Few days ago I discovered a small hole along the leg seam of my new favourite trousers. Because I didn’t own a sewing machine I went to see a tailor. I had heard good things about this particular tailor close to our home and I decided to drop in there. I also wanted to buy a suit and I had been told they are affordable and do a good job so I thought of asking them about their suit tailoring service as well.
So this hole was right along the seam (the stitches had gotten loose) and required about an inch (2.5 cm) of straight stitching. Not a big deal, shouldn’t take more than 2 minutes.

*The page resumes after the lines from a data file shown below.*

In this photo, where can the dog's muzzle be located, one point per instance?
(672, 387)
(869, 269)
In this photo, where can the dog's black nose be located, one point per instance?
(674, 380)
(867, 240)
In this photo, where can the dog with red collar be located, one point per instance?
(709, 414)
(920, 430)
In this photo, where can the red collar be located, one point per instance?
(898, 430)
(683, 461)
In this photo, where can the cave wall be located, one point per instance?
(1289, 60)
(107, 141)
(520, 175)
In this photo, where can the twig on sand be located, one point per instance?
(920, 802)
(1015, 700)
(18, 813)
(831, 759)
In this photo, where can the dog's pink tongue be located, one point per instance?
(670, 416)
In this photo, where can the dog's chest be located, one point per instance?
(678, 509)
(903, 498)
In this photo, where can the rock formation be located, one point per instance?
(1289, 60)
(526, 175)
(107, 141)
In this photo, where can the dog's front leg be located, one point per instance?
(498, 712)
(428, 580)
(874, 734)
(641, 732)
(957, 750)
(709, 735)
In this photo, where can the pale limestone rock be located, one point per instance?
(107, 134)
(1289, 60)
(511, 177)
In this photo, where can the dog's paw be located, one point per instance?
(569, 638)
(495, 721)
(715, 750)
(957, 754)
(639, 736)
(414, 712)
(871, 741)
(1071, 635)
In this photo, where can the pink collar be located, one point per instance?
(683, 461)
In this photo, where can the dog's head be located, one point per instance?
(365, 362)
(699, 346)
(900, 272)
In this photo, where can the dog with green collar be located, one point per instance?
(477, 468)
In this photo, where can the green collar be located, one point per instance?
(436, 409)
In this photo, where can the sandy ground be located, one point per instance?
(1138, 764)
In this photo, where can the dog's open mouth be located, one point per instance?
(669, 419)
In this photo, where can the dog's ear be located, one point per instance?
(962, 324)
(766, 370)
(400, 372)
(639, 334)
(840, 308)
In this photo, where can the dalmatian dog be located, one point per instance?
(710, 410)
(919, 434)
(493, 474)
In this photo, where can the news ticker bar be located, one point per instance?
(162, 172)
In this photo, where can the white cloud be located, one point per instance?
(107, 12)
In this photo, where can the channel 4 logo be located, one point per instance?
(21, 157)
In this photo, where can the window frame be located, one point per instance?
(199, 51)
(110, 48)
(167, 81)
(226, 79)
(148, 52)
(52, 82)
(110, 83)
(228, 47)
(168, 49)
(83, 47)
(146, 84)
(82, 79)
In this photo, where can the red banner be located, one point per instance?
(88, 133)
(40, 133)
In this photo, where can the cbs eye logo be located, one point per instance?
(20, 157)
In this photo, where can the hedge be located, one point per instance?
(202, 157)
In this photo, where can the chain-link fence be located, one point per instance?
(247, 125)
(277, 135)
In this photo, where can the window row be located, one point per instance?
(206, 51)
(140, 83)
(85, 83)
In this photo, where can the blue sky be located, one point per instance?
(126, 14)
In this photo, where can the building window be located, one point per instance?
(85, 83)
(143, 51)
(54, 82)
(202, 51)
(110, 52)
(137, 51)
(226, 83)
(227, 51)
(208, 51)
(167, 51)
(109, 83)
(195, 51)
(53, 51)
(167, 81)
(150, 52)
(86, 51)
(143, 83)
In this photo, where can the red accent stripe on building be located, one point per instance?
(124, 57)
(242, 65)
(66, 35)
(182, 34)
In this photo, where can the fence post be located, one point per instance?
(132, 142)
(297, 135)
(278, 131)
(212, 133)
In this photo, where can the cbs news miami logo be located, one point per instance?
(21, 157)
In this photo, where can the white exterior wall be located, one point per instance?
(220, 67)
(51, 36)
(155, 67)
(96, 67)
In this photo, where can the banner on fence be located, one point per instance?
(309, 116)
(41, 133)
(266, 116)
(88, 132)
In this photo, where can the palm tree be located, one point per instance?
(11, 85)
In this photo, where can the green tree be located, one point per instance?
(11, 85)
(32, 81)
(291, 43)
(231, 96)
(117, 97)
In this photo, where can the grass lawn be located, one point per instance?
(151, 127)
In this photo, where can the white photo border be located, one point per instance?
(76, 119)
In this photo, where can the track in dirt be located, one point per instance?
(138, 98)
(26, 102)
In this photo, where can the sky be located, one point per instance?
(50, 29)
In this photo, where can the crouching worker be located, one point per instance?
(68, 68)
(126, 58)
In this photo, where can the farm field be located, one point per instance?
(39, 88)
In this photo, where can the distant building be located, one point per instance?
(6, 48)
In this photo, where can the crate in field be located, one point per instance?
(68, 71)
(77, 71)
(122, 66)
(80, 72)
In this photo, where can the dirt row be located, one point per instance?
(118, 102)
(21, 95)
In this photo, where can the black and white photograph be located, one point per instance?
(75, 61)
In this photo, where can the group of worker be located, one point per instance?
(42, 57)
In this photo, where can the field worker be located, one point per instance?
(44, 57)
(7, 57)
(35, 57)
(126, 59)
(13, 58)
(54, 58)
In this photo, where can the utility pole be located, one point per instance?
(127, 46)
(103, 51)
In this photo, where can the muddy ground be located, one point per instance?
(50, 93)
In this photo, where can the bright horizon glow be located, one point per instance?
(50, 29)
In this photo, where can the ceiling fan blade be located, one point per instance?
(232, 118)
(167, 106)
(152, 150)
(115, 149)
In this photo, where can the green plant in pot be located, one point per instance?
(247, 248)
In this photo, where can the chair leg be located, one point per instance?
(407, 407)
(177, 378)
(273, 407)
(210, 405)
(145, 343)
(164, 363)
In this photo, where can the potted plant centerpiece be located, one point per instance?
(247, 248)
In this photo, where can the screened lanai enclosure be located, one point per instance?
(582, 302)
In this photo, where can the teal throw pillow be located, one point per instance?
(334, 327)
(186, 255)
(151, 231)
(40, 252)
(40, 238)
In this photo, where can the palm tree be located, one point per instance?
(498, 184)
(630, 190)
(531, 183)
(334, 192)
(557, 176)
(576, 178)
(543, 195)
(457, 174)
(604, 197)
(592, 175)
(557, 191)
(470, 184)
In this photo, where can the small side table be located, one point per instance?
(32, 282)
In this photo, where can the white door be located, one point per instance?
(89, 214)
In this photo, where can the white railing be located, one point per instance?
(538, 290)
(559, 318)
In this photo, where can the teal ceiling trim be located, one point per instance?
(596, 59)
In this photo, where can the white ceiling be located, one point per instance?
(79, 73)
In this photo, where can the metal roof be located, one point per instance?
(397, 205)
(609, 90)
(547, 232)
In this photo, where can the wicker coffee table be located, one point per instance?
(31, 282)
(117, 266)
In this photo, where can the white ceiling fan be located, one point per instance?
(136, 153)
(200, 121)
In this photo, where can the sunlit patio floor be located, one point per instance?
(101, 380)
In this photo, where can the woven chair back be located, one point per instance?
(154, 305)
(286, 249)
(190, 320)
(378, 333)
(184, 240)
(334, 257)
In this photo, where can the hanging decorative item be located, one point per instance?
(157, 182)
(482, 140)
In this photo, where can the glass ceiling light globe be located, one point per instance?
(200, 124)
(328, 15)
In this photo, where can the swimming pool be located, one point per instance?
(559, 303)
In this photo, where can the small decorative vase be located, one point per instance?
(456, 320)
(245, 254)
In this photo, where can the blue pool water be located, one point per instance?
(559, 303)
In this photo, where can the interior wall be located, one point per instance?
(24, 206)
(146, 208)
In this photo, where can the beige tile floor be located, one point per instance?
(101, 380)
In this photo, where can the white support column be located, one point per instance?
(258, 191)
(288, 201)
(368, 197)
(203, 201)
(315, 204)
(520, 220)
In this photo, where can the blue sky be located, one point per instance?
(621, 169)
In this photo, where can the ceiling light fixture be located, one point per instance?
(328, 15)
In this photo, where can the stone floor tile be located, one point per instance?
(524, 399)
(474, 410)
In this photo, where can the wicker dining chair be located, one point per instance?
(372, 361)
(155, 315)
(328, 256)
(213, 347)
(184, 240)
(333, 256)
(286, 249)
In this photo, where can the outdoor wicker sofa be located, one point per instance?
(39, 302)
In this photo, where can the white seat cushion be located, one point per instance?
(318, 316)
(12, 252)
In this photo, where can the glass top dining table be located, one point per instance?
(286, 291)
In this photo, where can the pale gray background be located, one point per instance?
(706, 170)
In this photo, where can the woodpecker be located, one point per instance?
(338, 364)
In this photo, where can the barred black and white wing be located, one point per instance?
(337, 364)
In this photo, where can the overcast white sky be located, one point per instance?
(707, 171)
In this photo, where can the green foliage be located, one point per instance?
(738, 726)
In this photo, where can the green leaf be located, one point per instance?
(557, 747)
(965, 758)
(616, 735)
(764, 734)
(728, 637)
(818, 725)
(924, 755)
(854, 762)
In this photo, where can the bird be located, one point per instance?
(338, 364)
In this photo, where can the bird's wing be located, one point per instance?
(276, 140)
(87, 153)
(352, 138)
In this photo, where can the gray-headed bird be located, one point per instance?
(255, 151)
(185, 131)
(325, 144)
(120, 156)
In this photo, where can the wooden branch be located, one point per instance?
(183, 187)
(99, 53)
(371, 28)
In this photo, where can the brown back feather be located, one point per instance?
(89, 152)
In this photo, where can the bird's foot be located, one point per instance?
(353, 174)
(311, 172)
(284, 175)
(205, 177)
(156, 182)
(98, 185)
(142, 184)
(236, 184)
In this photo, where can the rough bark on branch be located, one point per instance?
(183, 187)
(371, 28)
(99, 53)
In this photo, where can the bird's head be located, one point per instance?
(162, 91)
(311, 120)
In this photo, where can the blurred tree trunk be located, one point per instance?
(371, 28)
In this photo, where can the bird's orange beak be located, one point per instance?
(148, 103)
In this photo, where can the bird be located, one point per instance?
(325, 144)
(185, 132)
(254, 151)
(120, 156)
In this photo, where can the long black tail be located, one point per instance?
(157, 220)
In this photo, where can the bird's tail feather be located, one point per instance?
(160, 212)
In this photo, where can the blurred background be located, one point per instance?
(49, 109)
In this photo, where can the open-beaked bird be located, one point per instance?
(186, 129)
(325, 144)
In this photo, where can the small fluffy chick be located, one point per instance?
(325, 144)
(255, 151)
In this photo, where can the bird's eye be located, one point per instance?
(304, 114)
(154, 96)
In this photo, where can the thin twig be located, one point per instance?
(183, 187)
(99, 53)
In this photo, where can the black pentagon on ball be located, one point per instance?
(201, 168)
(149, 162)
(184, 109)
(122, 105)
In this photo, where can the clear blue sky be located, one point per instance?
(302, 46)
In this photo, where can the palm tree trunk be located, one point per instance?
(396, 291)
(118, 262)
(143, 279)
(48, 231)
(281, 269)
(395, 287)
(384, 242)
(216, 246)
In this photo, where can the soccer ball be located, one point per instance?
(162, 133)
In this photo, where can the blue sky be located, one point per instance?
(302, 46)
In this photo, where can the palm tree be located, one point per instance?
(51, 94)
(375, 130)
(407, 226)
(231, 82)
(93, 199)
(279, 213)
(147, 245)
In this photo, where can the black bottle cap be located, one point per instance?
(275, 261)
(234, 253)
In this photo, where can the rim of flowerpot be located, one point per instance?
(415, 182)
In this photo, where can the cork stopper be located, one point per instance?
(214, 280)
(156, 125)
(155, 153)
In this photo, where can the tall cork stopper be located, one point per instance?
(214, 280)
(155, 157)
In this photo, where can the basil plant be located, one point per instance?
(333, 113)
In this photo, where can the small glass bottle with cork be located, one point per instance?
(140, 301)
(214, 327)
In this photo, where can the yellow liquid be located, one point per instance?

I got to the tailor and asked if they could quickly fix it for me. I was replied with “No no no!”. Now I can take a refusal to complete a job right at this moment but I was dumbfounded at the passion and attitude of the “no”. So I asked them when could they deliver it. I was told the next day. “Alright”, I asked, “do you know anyone else close by who could do this for me now?” The answer was the same “No no no!”.
Clearly this man didn’t want to help me. I didn’t want his suits either. Even if he would do it for me for free. I wouldn’t want to work with him.
I got out and drove to another tailor I knew. They did the job in less than 2 minutes and refused to charge me anything. They also make suits and based on what I saw they do a good job.
This incident is a small and relatively insignificant one but it reminded me of one of the most important things in business.
Good customer service is about the customer’s needs, not yours.
Now which one should I see for my suit?